Major limitations of this study include its retrospective, observational design and that it is limited to a single site. Consequently, it is unknown whether these results will generalize to other medical systems. A future, ideally prospective, multi-site study of patient outcomes related to MDLTB recommendations should consider the shift to a more personalized approach to care. Reasons for deviating from MDLTB recommendations should be assessed through the nuances of the growing options for therapy and center-specific approaches to delivering personalized HCC care. Minimally invasive surgical approaches may expand the pool of patients eligible for curative resection, which may improve the adherence to MDLTB recommendations when those recommendations are for curative therapy. Our results indicate that 2–3% of patients with HCC who were assessed by our MDLTB ultimately received an inferior, non-adherent treatment (ie, palliative locoregional therapy when curative treatment was indicated) due to the preference of the treating physician. This could be due to center-specific physician expertise, which will inevitably have an effect on treatment. This observation may be an opportunity for further quality improvement.

Conclusion

In this single-site retrospective cohort study, we found that there was excellent adherence to tumor board recommendations, which primarily followed the 2012 BCLC classification.

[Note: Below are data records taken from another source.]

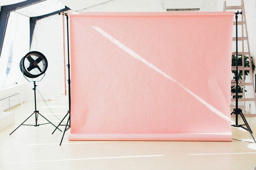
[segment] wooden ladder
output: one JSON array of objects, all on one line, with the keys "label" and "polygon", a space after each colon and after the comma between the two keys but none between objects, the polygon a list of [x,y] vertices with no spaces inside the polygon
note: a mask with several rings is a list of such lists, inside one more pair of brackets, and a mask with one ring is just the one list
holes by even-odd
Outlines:
[{"label": "wooden ladder", "polygon": [[[239,86],[241,86],[242,87],[242,93],[239,93],[238,95],[242,95],[243,98],[241,99],[238,99],[238,102],[242,102],[243,103],[243,105],[240,106],[239,106],[240,108],[241,108],[243,110],[243,113],[245,114],[245,102],[247,101],[254,101],[255,106],[255,110],[256,110],[256,95],[255,95],[255,83],[253,78],[253,74],[252,71],[252,59],[251,58],[251,52],[250,52],[250,46],[249,46],[249,41],[248,38],[248,34],[247,32],[247,26],[246,23],[246,18],[245,17],[245,12],[244,9],[244,1],[241,1],[241,5],[240,6],[227,6],[226,5],[226,1],[224,1],[224,6],[223,6],[223,11],[226,11],[226,10],[231,10],[235,11],[237,12],[237,10],[241,10],[242,12],[242,17],[241,18],[241,21],[238,21],[237,22],[237,25],[240,25],[241,26],[242,29],[241,30],[241,35],[242,36],[240,37],[238,37],[237,40],[238,41],[241,41],[242,42],[242,51],[239,52],[238,50],[238,56],[242,56],[242,66],[238,66],[239,71],[240,72],[242,71],[242,79],[239,79],[238,80],[238,84]],[[236,22],[234,22],[234,25],[236,25]],[[244,29],[245,30],[244,30]],[[245,33],[244,33],[244,31],[245,31]],[[245,34],[245,35],[244,35]],[[236,37],[233,37],[233,41],[236,41]],[[247,51],[245,51],[244,49],[244,45],[245,45],[245,41],[246,41],[245,44],[247,45]],[[241,47],[238,48],[239,49],[241,49]],[[236,52],[232,52],[232,55],[236,55]],[[249,58],[249,67],[245,67],[244,64],[244,56],[246,55]],[[236,66],[232,66],[232,71],[236,70]],[[251,82],[245,82],[245,71],[249,71],[249,74],[251,75]],[[231,86],[236,86],[236,81],[235,80],[233,79],[231,80]],[[246,86],[250,86],[252,87],[252,89],[253,90],[253,96],[254,98],[246,98],[245,97],[245,87]],[[235,96],[236,95],[235,93],[231,93],[231,96]],[[231,99],[231,101],[236,101],[236,99]],[[231,108],[233,108],[235,107],[235,106],[230,106]],[[245,115],[246,116],[248,115],[248,114]],[[255,116],[256,114],[251,114],[250,115],[252,116]]]}]

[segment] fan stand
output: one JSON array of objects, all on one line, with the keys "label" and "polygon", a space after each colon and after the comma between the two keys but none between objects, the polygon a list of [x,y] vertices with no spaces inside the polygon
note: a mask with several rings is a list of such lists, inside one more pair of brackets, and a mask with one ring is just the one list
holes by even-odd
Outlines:
[{"label": "fan stand", "polygon": [[[19,125],[19,126],[18,126],[16,129],[15,129],[13,131],[12,131],[12,132],[10,134],[10,135],[11,135],[12,134],[12,133],[13,133],[14,132],[14,131],[15,131],[15,130],[17,130],[17,129],[18,129],[18,128],[19,128],[21,125],[23,125],[23,126],[39,126],[39,125],[43,125],[43,124],[48,124],[50,123],[50,124],[52,124],[54,127],[56,127],[56,129],[57,128],[57,127],[56,127],[56,126],[55,126],[55,125],[54,125],[53,124],[52,122],[50,122],[50,121],[49,121],[47,119],[46,119],[46,118],[45,118],[44,116],[43,116],[43,115],[42,115],[41,114],[40,114],[40,113],[39,113],[39,111],[37,110],[37,103],[36,103],[36,96],[35,96],[35,90],[36,90],[36,86],[37,86],[36,85],[35,85],[35,82],[39,82],[39,81],[41,81],[41,80],[42,80],[42,79],[44,78],[44,76],[45,76],[45,74],[44,74],[44,76],[43,76],[43,77],[42,77],[42,79],[41,79],[40,80],[39,80],[39,81],[33,81],[33,82],[34,82],[34,88],[33,88],[33,90],[34,90],[34,102],[35,102],[35,111],[34,111],[34,112],[33,112],[33,113],[32,113],[30,116],[29,116],[28,118],[27,118],[27,119],[26,119],[25,120],[25,121],[24,121],[23,122],[22,122],[20,124],[20,125]],[[25,78],[26,78],[26,79],[27,79],[27,80],[29,81],[29,82],[31,82],[31,81],[29,80],[28,80],[25,76],[24,76],[24,77],[25,77]],[[30,117],[31,117],[34,114],[35,114],[35,124],[23,124],[23,123],[25,123],[25,122],[26,121],[27,121],[27,119],[28,119],[29,118],[30,118]],[[45,120],[47,120],[47,121],[48,122],[48,123],[42,123],[42,124],[38,124],[37,120],[38,120],[38,115],[39,115],[41,116],[44,119],[45,119]],[[58,128],[58,129],[59,129],[59,130],[60,130],[60,131],[61,131],[61,130],[60,129],[59,129],[59,128]]]}]

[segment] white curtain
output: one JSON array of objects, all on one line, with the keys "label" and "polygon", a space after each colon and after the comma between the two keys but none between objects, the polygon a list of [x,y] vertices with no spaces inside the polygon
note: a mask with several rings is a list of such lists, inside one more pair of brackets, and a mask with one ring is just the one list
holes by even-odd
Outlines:
[{"label": "white curtain", "polygon": [[29,50],[29,17],[15,12],[8,19],[0,57],[0,87],[23,81],[19,69],[22,58]]}]

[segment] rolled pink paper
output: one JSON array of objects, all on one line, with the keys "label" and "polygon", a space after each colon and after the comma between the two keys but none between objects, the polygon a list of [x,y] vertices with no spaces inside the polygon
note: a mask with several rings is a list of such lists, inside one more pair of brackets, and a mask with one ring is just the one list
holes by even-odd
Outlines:
[{"label": "rolled pink paper", "polygon": [[70,16],[70,140],[231,141],[233,12]]}]

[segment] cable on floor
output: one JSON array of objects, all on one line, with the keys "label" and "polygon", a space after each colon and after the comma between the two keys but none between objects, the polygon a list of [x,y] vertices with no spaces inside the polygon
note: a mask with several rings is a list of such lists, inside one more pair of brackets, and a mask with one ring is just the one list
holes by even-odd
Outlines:
[{"label": "cable on floor", "polygon": [[[41,94],[41,93],[40,92],[39,92],[39,91],[38,90],[38,89],[37,88],[37,87],[36,87],[35,88],[36,88],[37,90],[37,91],[38,91],[38,93],[39,93],[39,94],[40,94],[40,95],[41,96],[41,97],[42,98],[42,99],[43,99],[43,100],[44,100],[44,102],[45,102],[45,104],[46,105],[46,106],[47,106],[47,107],[48,107],[48,108],[49,109],[49,110],[50,110],[50,111],[51,111],[51,112],[52,112],[52,114],[53,114],[53,115],[54,115],[54,116],[55,117],[56,117],[56,118],[57,118],[57,119],[58,119],[60,121],[61,121],[61,120],[60,120],[60,119],[59,119],[59,118],[58,118],[58,117],[57,117],[57,116],[56,116],[56,115],[55,115],[55,114],[54,114],[53,113],[53,112],[52,112],[52,110],[51,110],[51,109],[50,108],[50,107],[49,107],[49,106],[48,106],[48,105],[47,104],[47,103],[46,103],[46,102],[45,102],[45,99],[44,99],[44,98],[42,96],[42,95]],[[63,123],[64,123],[65,124],[67,124],[67,123],[65,122],[64,121],[63,121]]]},{"label": "cable on floor", "polygon": [[253,143],[253,142],[251,142],[250,141],[242,141],[241,140],[239,140],[239,139],[234,139],[233,138],[232,138],[232,139],[235,140],[236,141],[242,141],[242,142],[249,142],[249,143]]}]

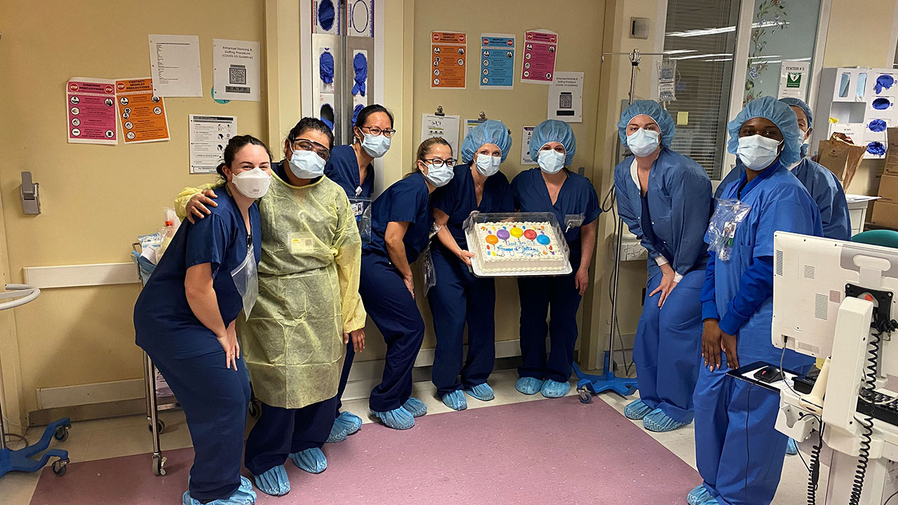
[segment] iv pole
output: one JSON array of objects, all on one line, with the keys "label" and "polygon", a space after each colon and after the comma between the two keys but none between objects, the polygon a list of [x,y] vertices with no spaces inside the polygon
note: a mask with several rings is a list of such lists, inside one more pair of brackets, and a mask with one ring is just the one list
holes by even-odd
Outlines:
[{"label": "iv pole", "polygon": [[[629,57],[630,76],[629,76],[629,103],[633,103],[636,95],[636,73],[639,68],[639,62],[643,55],[664,56],[664,53],[641,53],[639,49],[634,49],[629,53],[610,52],[602,54],[603,63],[606,56],[626,55]],[[614,188],[612,187],[613,195]],[[613,198],[612,201],[613,201]],[[618,288],[621,275],[621,244],[623,241],[623,219],[620,217],[617,222],[617,247],[614,250],[614,278],[612,291],[612,321],[611,332],[608,335],[608,349],[605,350],[603,359],[603,373],[601,376],[594,376],[583,373],[580,368],[574,363],[574,372],[579,380],[577,382],[577,392],[580,395],[580,401],[588,403],[593,399],[593,394],[598,394],[605,391],[612,391],[621,396],[629,396],[637,390],[636,378],[619,377],[614,373],[614,332],[617,330],[617,306],[618,306]]]}]

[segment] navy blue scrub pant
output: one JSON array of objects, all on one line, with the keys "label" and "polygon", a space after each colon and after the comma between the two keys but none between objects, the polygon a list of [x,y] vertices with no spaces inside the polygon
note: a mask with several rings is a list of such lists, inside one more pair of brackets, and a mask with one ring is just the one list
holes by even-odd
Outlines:
[{"label": "navy blue scrub pant", "polygon": [[352,360],[356,358],[356,349],[352,347],[352,339],[346,344],[346,359],[343,360],[343,372],[339,376],[339,388],[337,389],[337,408],[334,409],[336,414],[334,419],[339,417],[339,410],[343,406],[343,392],[346,391],[346,383],[349,381],[349,370],[352,368]]},{"label": "navy blue scrub pant", "polygon": [[193,441],[189,492],[205,501],[230,498],[240,487],[240,456],[250,403],[250,376],[243,359],[225,367],[224,350],[175,359],[151,355],[184,409]]},{"label": "navy blue scrub pant", "polygon": [[662,277],[656,270],[648,279],[633,346],[639,398],[652,410],[661,409],[675,421],[691,422],[692,393],[701,361],[700,297],[705,270],[684,275],[658,308],[661,293],[648,295],[661,284]]},{"label": "navy blue scrub pant", "polygon": [[371,392],[368,405],[375,412],[392,411],[411,396],[411,370],[424,341],[424,320],[399,270],[376,252],[362,253],[358,294],[387,344],[383,378]]},{"label": "navy blue scrub pant", "polygon": [[253,475],[284,465],[295,452],[324,446],[334,424],[337,397],[301,409],[261,405],[262,413],[246,439],[246,469]]},{"label": "navy blue scrub pant", "polygon": [[[577,267],[574,268],[577,271]],[[522,377],[568,382],[577,344],[580,293],[574,273],[559,277],[520,277]],[[546,323],[549,316],[549,323]],[[546,356],[546,335],[550,351]]]},{"label": "navy blue scrub pant", "polygon": [[[436,332],[433,381],[440,396],[487,382],[496,361],[496,283],[480,279],[445,248],[433,250],[436,284],[427,293]],[[468,358],[462,366],[464,323]],[[461,373],[462,380],[459,381]]]}]

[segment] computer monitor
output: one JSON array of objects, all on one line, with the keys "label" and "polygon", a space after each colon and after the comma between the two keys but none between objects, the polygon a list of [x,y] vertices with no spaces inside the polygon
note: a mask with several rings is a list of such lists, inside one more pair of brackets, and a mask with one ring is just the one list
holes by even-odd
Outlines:
[{"label": "computer monitor", "polygon": [[[891,300],[889,318],[898,319],[898,301],[888,295],[898,293],[898,249],[776,232],[773,250],[771,340],[777,348],[830,357],[846,296],[868,299],[875,307]],[[874,312],[876,317],[877,308]]]}]

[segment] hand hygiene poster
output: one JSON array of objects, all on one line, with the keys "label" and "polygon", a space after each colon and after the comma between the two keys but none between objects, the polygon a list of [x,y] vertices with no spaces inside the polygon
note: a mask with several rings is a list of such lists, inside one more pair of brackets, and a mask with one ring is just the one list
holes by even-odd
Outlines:
[{"label": "hand hygiene poster", "polygon": [[165,102],[153,95],[153,80],[119,79],[115,83],[119,121],[125,144],[169,139]]},{"label": "hand hygiene poster", "polygon": [[545,30],[525,31],[521,82],[536,84],[551,84],[555,77],[555,53],[558,51],[558,33]]},{"label": "hand hygiene poster", "polygon": [[73,77],[66,84],[68,141],[119,143],[115,128],[115,81]]},{"label": "hand hygiene poster", "polygon": [[468,37],[457,31],[430,33],[431,89],[464,89]]},{"label": "hand hygiene poster", "polygon": [[480,89],[515,87],[515,36],[480,34]]}]

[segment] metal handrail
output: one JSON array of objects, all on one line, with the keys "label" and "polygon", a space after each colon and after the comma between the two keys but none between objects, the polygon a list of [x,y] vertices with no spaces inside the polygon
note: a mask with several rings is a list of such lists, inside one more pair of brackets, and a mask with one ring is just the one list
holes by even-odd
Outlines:
[{"label": "metal handrail", "polygon": [[0,303],[0,310],[22,306],[40,296],[40,288],[27,284],[7,284],[5,288],[5,293],[0,293],[0,300],[11,299],[11,301]]}]

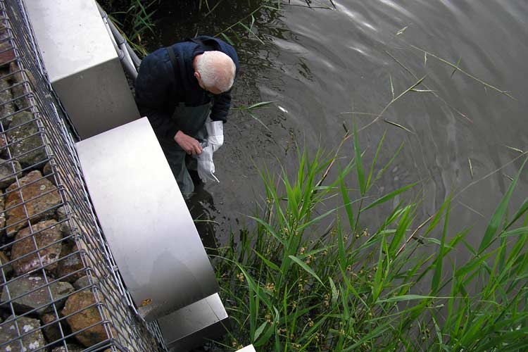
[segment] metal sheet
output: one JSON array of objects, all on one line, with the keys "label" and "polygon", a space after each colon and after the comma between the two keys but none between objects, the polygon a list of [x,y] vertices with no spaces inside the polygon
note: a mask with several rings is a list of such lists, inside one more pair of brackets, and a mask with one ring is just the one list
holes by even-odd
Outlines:
[{"label": "metal sheet", "polygon": [[185,201],[146,118],[76,144],[103,232],[151,321],[218,291]]},{"label": "metal sheet", "polygon": [[218,294],[158,320],[169,351],[187,351],[223,334],[227,313]]},{"label": "metal sheet", "polygon": [[94,0],[26,0],[51,84],[82,139],[139,118]]},{"label": "metal sheet", "polygon": [[237,352],[256,352],[253,345],[246,346],[244,348],[238,350]]},{"label": "metal sheet", "polygon": [[118,58],[94,0],[24,0],[49,80]]}]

In the cases where there was discordance between the tumor board recommendation and the actual treatment delivered, most non-adherence was unavoidable. We also found that for patients with Stage A unifocal disease, receiving curative therapy was associated with improved survival compared to palliative locoregional therapy. Every effort should be made to consider curative treatments in patients with unifocal Stage A HCC. Given the growing number of treatment options for HCC, the complexity of downstaging and stage shifting, and the encouragement of personalized approaches, future studies should consider how best to measure the efficacy of multidisciplinary liver tumor boards. Consensus on key indicators of success, such as stage-appropriate therapy or referral to clinical trial would allow for more rigorous prospective studies.

Abbreviations

ALBI, albumin-bilirubin; BCLC, Barcelona-Clinic Liver Cancer; ECOG, Eastern Cooperative Oncology Group; HCC, hepatocellular carcinoma; MELD, model of end-stage liver disease; MDLTB, multidisciplinary liver tumor board; PS, performance status; TACE, transarterial chemoembolization.

Funding

This work was supported by NIH T32DK007356, Yale Liver Center P30DK034989, and Training grant T32DK007356.

Disclosure

Dr Mario Strazzabosco reports that he is an advisor (received no compensation) for ENGITIX, outside the submitted work. The authors report no conflicts of interest in this work.